Molly said that the monastery of the Grande Chartreuse was like a body without a soul; and in another breath she was asking Jack, quite seriously, whether she could buy one of the cells from the French Government, all complete, to "express" as a present to her father in New York.

We flew, our motor humming like a bee, through exquisite forests clothing the sides of a narrow ravine, where hidden streams made music. Then in a twinkling we slipped out from the secret recesses of scented woods, into a village almost too beautiful to accept as reality, in a practical mood. There it lay, like a little heap of pearls tossed down from the lap of one mountain at the feet of another—and we were at St. Pierre de Chartreuse.

The tiny gem of beauty had caught the glory of Switzerland, and the soft, fairy charm of Dauphiné. Its guardian mountain was a miniature Matterhorn of indescribable grace and airy stateliness; its lesser attendants formed a group of peaks, grey and green and rose. As if enough gifts had not yet been bestowed upon the little place at its christening, a playground of forest land, rolling up over grassy slopes, had been given, with a neighbouring river, swift and clear, to sing it a lullaby.

I had the impulse to clap my hands at St.
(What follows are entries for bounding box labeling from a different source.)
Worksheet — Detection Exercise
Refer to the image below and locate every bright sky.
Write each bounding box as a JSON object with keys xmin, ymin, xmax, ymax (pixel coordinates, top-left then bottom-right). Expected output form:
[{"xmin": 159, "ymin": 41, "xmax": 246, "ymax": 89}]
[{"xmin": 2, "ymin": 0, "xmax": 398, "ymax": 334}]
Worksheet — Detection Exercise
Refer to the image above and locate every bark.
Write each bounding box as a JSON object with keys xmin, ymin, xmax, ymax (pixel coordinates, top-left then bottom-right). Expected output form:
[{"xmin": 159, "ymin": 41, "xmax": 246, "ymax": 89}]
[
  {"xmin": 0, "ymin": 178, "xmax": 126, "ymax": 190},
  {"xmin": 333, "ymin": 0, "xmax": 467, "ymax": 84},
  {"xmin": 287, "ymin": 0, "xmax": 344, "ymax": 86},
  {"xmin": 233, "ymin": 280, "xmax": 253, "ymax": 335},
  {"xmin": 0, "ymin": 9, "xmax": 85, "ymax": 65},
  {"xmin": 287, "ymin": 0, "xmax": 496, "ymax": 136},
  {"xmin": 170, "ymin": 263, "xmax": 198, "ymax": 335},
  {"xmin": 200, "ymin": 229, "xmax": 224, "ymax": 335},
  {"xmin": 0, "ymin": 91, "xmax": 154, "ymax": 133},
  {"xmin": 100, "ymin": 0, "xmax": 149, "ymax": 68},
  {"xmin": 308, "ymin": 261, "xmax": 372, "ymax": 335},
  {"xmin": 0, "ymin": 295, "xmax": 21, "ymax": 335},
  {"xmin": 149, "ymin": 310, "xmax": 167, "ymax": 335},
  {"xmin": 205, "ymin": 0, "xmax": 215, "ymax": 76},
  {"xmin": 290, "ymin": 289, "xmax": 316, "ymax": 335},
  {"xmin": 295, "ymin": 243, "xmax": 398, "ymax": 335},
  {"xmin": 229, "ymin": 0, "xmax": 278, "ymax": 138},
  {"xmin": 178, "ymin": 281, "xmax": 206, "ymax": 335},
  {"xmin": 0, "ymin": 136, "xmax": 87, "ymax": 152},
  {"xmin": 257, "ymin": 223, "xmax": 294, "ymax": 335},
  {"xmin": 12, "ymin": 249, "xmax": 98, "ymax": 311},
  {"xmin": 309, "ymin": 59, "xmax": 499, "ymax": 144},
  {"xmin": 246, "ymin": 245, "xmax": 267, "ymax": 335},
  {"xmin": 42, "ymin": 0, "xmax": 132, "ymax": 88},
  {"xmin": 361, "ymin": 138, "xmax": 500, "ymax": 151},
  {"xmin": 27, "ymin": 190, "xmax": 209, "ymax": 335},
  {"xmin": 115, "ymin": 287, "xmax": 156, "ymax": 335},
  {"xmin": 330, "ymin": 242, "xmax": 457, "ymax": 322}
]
Pierre de Chartreuse, as at some "setting" excellently designed and carried out by the most celebrated of scene painters. It was a place in which to stop a month, finding a new walk for each new day; but one does not discover walks in a motor car. One sweeps over the country, sounding notes of triumph. We glanced at St. Pierre de Chartreuse and sped on towards Grenoble, through a landscape markedly different from that of Savoie.

In Savoie everything is done lavishly, on a large scale. The eye roams over spaces of noble amplitude, expressing strength in repose.

Dauphiné is livelier and daintier; more lovable, too. Fairies or brownies (since no mortals do it) keep the whole country like a vast private park. In crossing from Savoie into Dauphiné one seemed to hear the allegro movement after listening to the andante.

With each twist of our road the prospect changed. The mountains grew, soared more abruptly, and the youthful-looking landscape smiled at their strange shapes. As for the Cham Chaude, which had been the Matterhorn at St. Pierre de Chartreuse, it now disguised itself for some new part at every turn. Such lightning changes must have been fatiguing, even for so extraordinarily versatile and clever a mountain, for within fifteen minutes after playing it was the Matterhorn, it was a giant, tonsured monk; a Greek soldier in a helmet; a Dutch cheese; a hen, and a camel.

When Dragon Mercédès had rushed us up the great Col, and whirled round a corner, suddenly a battalion of magnificent white warrior-mountains sprang at us from an ambush of invisibility. Then, no sooner had they struck awe to our hearts with their warlike majesty, than, repentant, they turned into lovely white ladies, bidding us welcome to the rich, ripe figs and purple grapes which they held in their generous laps. I thought of Saint Elizabeth of Hungary with her fair face, her candid sky-blue eyes, her high, noble bearing, and her white dress caught up, heaped with the roses into which her loaves had been transformed. The tallest, purest white mountain of all I chose for sweet Elizabeth, and that was none other than far Mont Blanc, floating magically in pure blue ether, like a gleaming pearl.

Flying down the perfect road towards the plain where two rivers met, loved, and wedded, the valley which was the white mountain's lap blended vague, soft greens and blues and purples, hinting of grapes and figs clustering under leaves. Here and there a vine had been nipped by early frosts and flung its crimson wreaths, like diadems of rubies, in a red arch across distant billows of mountain snows.

Autumn was in the air, and though the grass and most of the trees kept all their richness of summer greenery, a faint, pungent fragrance of dying leaves and the smoke of bonfires came to one's nostrils with the breeze. Mingled with the exciting scent of petrol, it was delicious.